Abhigyan Raman, a member of the AI4Bharat initiative at IIT Madras, is part of a team working on self-supervised speech recognition models for Indian languages. In a demonstration, he shows how the same sample sentence spoken in Hindi is swiftly converted to Gujarati audio. Such translations among Indian languages — Tamil to Marathi, or Punjabi to Telugu, etc. — would facilitate communication and exchange of ideas.
Where earlier forms of ASR often failed to capture heavy accents and colloquial speech, Raman says his transactional voice AI is designed to understand and follow commands in naturally spoken Indian languages.
“Instead of the application bossing us around, we get to boss it around using speech,” says Raman. To explain the model, he says speech is the input and speech is the output, everything else in between is AI. “What happens in the middle is a combination of voice recognition and translation technology that helps convert speech into text and text back into speech.”
Raman and team have found a way to achieve ASR in-domain on apps, which works by simply decoding text-based transcripts of speech. This dramatically cuts the amount of data and time usually required for training a model. Not only can it recognise speech accurately, but it also tags named entities within the speech. Tagging named entities accurately will enable API integration between this model and businesses. Various applications are currently being explored including integration with UPI for payments and IRCTC for bookings.
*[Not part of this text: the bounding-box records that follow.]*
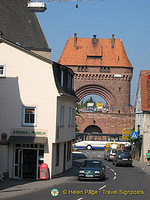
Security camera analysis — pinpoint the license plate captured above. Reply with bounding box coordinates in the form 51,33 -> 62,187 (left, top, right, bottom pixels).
85,174 -> 93,177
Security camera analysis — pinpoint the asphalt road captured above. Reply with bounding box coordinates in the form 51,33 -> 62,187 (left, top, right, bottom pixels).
4,150 -> 150,200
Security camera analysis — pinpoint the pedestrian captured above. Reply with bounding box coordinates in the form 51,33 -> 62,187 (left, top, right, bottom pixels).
146,150 -> 150,165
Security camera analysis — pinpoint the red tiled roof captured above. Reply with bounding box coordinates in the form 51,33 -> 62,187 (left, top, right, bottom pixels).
140,70 -> 150,111
58,38 -> 132,67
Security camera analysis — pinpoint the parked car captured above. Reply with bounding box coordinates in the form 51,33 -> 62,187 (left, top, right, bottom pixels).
104,148 -> 117,161
113,151 -> 132,166
78,160 -> 105,180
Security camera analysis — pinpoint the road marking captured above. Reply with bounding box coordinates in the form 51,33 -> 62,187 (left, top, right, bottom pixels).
142,168 -> 150,175
99,185 -> 106,190
110,169 -> 117,180
110,169 -> 115,173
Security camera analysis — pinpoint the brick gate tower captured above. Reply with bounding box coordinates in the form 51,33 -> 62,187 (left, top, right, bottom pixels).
58,33 -> 133,136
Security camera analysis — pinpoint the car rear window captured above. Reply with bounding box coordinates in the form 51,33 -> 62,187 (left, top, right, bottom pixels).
119,153 -> 131,158
84,160 -> 101,167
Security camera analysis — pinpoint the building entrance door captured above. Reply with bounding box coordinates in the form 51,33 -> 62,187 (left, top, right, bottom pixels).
23,149 -> 37,179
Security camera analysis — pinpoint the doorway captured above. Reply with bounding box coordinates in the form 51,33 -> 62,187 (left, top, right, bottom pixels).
63,142 -> 66,172
23,149 -> 37,179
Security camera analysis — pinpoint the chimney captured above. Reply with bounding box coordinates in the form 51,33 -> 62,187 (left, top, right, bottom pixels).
111,34 -> 115,48
92,35 -> 97,45
74,33 -> 77,47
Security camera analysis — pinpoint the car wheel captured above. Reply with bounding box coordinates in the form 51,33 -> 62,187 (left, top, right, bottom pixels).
86,145 -> 92,150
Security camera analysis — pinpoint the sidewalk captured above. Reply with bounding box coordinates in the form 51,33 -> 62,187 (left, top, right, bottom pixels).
133,159 -> 150,175
0,154 -> 150,199
0,154 -> 84,199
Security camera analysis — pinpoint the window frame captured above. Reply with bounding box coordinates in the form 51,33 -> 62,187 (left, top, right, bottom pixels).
71,108 -> 76,127
60,105 -> 65,127
60,70 -> 64,87
22,106 -> 37,127
0,64 -> 6,77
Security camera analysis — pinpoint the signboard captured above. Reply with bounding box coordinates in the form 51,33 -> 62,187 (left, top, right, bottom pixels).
96,102 -> 103,108
11,128 -> 47,137
122,128 -> 131,140
131,132 -> 138,139
40,163 -> 49,180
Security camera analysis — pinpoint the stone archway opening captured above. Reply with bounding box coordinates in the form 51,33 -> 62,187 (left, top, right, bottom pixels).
84,125 -> 103,141
76,84 -> 117,112
84,125 -> 102,133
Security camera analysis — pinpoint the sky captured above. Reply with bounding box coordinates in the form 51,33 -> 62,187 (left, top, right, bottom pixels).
37,0 -> 150,106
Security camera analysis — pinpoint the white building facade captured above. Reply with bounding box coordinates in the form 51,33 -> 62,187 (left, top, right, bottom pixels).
0,38 -> 76,179
135,71 -> 150,160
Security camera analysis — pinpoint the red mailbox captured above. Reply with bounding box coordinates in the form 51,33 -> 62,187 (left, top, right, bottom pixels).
40,163 -> 48,180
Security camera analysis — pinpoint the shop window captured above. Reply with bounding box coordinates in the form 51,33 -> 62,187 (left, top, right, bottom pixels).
60,105 -> 65,126
71,108 -> 75,127
0,65 -> 6,77
61,71 -> 64,87
23,107 -> 36,126
56,144 -> 59,166
100,67 -> 110,73
68,107 -> 71,126
67,141 -> 72,161
82,66 -> 84,71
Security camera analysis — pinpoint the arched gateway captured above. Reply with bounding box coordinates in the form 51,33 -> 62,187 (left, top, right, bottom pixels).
58,34 -> 134,138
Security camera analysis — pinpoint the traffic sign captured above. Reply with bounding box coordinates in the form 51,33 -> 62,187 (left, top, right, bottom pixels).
131,132 -> 138,139
122,128 -> 131,140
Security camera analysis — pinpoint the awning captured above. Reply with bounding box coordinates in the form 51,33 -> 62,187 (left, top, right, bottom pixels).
8,136 -> 47,144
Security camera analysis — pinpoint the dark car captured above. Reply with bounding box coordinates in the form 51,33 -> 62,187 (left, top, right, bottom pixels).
78,160 -> 105,180
113,151 -> 132,166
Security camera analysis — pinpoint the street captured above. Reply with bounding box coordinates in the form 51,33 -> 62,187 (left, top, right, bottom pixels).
1,150 -> 150,200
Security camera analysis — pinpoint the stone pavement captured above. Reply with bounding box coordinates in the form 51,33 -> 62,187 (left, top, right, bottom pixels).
133,159 -> 150,175
0,154 -> 150,199
0,153 -> 85,199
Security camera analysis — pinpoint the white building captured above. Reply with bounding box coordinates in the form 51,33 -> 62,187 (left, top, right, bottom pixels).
0,37 -> 76,179
135,70 -> 150,160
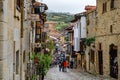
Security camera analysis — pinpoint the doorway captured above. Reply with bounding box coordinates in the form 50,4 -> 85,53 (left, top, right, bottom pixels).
110,44 -> 118,79
98,50 -> 103,75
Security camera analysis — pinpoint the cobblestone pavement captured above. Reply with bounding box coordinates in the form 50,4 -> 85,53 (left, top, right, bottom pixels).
44,67 -> 115,80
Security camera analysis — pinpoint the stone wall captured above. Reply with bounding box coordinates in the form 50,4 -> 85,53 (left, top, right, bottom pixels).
95,0 -> 120,79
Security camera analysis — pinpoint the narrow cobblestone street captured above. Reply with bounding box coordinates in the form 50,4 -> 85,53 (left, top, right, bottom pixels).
44,67 -> 115,80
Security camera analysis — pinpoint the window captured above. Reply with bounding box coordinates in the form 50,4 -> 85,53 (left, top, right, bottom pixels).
16,50 -> 19,74
103,2 -> 107,13
16,0 -> 20,11
110,0 -> 115,10
90,50 -> 95,63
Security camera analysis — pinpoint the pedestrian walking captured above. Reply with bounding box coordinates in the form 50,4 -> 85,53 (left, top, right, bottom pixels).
63,60 -> 68,72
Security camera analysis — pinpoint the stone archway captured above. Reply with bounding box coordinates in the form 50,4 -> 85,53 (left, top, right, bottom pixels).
109,44 -> 118,79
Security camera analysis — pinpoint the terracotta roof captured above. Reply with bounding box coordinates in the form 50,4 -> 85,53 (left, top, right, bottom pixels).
85,5 -> 96,11
33,1 -> 48,10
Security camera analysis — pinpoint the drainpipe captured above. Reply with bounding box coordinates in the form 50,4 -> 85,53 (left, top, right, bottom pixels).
20,0 -> 24,80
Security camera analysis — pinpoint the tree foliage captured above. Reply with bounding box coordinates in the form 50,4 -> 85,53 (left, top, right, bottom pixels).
46,12 -> 74,30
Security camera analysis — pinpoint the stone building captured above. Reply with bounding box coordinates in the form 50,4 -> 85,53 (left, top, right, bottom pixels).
85,5 -> 97,74
0,0 -> 31,80
95,0 -> 120,79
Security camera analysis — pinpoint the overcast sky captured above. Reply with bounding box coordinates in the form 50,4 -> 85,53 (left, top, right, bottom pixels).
37,0 -> 96,14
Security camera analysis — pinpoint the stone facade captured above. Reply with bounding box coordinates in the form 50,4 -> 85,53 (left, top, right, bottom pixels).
95,0 -> 120,79
85,10 -> 97,74
0,0 -> 30,80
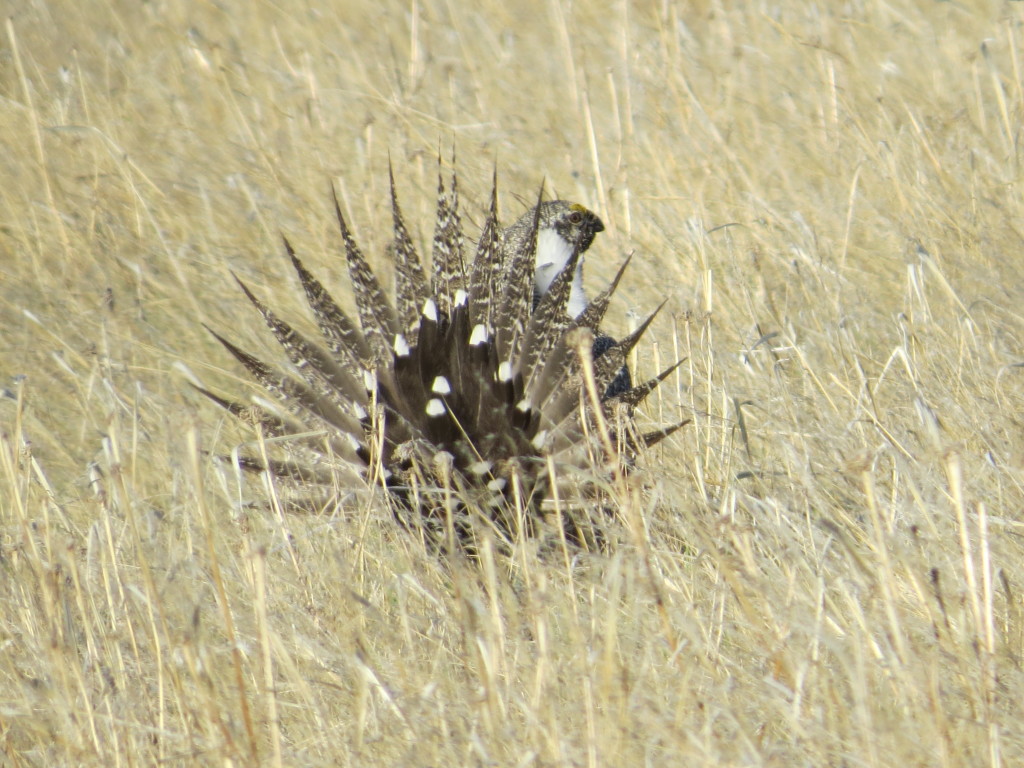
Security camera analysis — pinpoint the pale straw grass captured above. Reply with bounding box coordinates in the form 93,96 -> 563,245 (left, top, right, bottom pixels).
0,0 -> 1024,767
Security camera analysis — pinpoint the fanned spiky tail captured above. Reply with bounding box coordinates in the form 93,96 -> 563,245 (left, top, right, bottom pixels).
199,158 -> 681,548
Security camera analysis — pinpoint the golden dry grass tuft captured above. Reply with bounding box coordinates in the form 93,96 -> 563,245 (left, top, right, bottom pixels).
0,0 -> 1024,767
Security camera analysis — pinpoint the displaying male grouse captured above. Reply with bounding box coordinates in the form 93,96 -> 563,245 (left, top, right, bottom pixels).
200,160 -> 681,539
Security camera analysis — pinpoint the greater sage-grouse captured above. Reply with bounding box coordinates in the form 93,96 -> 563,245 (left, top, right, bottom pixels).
200,162 -> 682,543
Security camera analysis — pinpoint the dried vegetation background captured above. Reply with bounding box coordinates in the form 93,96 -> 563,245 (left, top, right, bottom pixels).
0,0 -> 1024,767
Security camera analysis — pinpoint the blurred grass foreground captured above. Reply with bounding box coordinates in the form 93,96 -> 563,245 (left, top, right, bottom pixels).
0,0 -> 1024,768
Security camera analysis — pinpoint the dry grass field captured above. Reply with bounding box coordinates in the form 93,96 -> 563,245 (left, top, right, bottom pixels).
0,0 -> 1024,768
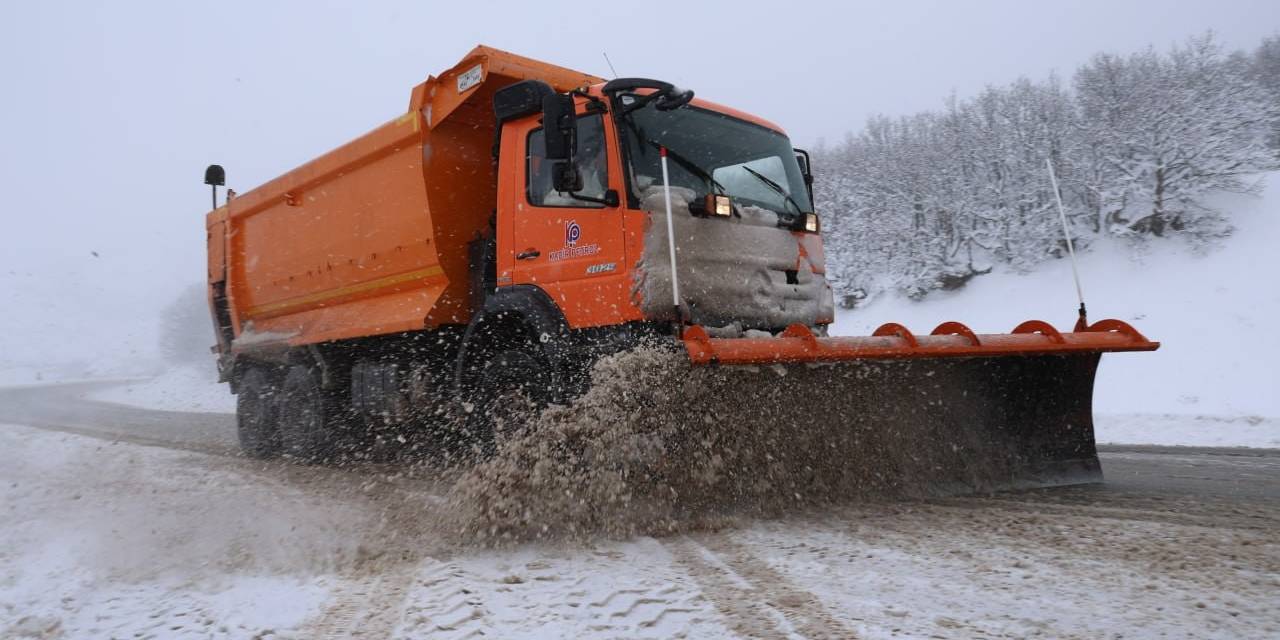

If this can be enabled in all languages, speaking styles, and devices, it will have a large-scale impact touching much of the country.
Unlocking Indian data
For these solutions to work, as one attendee at the People + AI Campsite pointed out, you need not just researchers but a network of data creators, data gatherers, data annotators, and data cleaners. “Because data is not oil anymore, it is water.”
At that gathering of AI specialists, technologists, educators and lawyers, many suggestions were put forward for ways to bring together data. Whatever is available with the government should be digitised and made available, says Khapra. Or, with a resourcefulness typical of India, data from films, radio, newsreels, etc. can be transcribed and used. Further, mobile phone users can be incentivised to contribute to data gathering efforts.
“GPT models are great as reasoning AI but we need to augment that with language AI. We have a responsibility of unlocking our (Indic) language data for open source or closed source models to do well on those languages.” — Pratyush Kumar, co-founder of AI4Bharat.
“There could be an incentive set up where I can ask someone to talk about the kande pohe ritual, for example,” Khapra says. For instance, data will allow you to consider the availability of drugs when applying AI in healthcare, or the question of motivation while applying AI in the wellness space.
Such exercises will not only break barriers in Indian communication, they will also help build indigenous solutions that have a nuanced understanding of the Indian context. “The invention of the iPhone was a pivotal moment when touch developed as an interface,” Raman observes. “What we are seeing today is another pivotal moment when language is developing as an interface.”